Captcha and the Alternatives
By Alan Wagstaff
- Introduction -
Most of us have probably encountered a Captcha system on the web in the past few years, sometimes without even knowing it.
Captcha systems are designed to filter out automated "spam bots" from posting to websites that accept submissions such as forums and blogs by asking the user to solve a problem. These problems can range from typing in the letters and numbers displayed in an image to answering a simple math question or selecting the correct image.
- Traditional Captcha -
Traditional captcha systems generate an image with a selection of random letters and numbers which the user is then asked to type in to a box.

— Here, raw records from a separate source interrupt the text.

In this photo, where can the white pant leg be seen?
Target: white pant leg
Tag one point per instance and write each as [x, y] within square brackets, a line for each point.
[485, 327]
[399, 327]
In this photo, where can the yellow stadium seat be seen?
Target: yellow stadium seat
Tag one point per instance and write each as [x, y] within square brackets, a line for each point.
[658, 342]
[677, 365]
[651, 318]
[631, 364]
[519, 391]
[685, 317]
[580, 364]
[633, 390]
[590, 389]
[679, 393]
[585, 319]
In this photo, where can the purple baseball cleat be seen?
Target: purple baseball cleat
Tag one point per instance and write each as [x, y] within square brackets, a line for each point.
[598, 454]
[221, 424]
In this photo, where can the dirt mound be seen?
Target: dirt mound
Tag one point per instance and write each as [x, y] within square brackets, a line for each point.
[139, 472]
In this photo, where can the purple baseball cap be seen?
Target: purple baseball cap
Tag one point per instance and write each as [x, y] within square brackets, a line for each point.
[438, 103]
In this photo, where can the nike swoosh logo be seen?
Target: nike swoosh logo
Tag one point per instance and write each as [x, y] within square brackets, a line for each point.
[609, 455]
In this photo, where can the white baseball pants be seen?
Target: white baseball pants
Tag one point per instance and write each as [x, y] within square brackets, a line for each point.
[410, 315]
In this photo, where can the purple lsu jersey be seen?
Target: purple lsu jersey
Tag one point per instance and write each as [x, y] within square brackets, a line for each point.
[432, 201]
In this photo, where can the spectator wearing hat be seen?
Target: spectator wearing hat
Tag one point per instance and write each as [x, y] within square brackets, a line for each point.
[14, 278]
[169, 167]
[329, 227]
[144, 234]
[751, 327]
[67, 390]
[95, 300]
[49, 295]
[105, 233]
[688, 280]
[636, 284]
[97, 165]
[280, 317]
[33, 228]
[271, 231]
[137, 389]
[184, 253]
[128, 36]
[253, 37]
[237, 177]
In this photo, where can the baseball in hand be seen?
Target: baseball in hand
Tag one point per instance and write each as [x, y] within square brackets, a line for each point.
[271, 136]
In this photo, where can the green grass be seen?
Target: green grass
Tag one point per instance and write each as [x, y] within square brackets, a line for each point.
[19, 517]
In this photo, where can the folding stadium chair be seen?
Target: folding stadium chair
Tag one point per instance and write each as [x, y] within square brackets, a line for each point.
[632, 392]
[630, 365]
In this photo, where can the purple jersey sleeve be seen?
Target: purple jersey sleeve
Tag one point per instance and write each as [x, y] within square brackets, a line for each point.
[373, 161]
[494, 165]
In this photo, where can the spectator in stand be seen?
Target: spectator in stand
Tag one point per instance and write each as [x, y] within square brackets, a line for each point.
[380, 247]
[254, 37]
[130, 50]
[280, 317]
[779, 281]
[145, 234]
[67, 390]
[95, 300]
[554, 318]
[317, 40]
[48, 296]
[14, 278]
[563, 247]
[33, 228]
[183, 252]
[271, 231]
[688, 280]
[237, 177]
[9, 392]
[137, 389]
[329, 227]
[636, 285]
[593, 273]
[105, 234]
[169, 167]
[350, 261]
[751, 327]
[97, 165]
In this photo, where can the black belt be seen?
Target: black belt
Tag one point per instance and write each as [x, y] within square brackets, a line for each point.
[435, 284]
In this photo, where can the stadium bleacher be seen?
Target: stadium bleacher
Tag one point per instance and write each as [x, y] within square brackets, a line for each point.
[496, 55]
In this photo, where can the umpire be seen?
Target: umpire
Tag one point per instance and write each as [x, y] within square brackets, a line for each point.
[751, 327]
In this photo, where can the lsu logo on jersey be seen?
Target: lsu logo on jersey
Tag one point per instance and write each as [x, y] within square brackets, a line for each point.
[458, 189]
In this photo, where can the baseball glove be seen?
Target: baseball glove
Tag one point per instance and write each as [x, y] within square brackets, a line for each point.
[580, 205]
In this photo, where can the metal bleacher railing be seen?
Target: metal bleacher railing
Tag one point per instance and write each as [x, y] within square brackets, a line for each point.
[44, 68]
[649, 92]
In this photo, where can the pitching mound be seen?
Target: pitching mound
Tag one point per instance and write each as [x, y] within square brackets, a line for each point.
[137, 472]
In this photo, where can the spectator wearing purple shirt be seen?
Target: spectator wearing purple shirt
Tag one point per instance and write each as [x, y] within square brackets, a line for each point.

These images range from simple images such as:
to more advanced images with multicolor backgrounds and text such as:
These captcha systems developed and even made use of other projects such as the reCaptcha system which takes words from old books that have been digitised. When their OCR system is unable to a word, the word is placed into a database which reCaptcha then uses to generate their captcha images. They use one known word and one unknown word in the image so if the user correctly gets the known word then reCaptcha assumes that they probably got the unknown word correct and updates its database.
Whilst these captcha systems worked well, the downsides soon became obvious. It became fairly simple for spam bots to guess at the correct letters and numbers in the simple images using an OCR-type system. As the images became more advanced and began to make use of colors and distortions visually-impaired users where increasingly affected.
Although not widely used, some sites have also made use of animated images as captchas such as:
- Audio Captcha -
Audio captcha began to appear to solve the problem that visually-impaired users where unable to read the captcha images. Audio captures are rarely seen on their own and are usually combined with a traditional image captcha system.
Audio captchas will often distort the voices, use a number of different voices for each letter, and add a lot of background noise in an attempt to fool the new generation of spam bots that have voice recognition features.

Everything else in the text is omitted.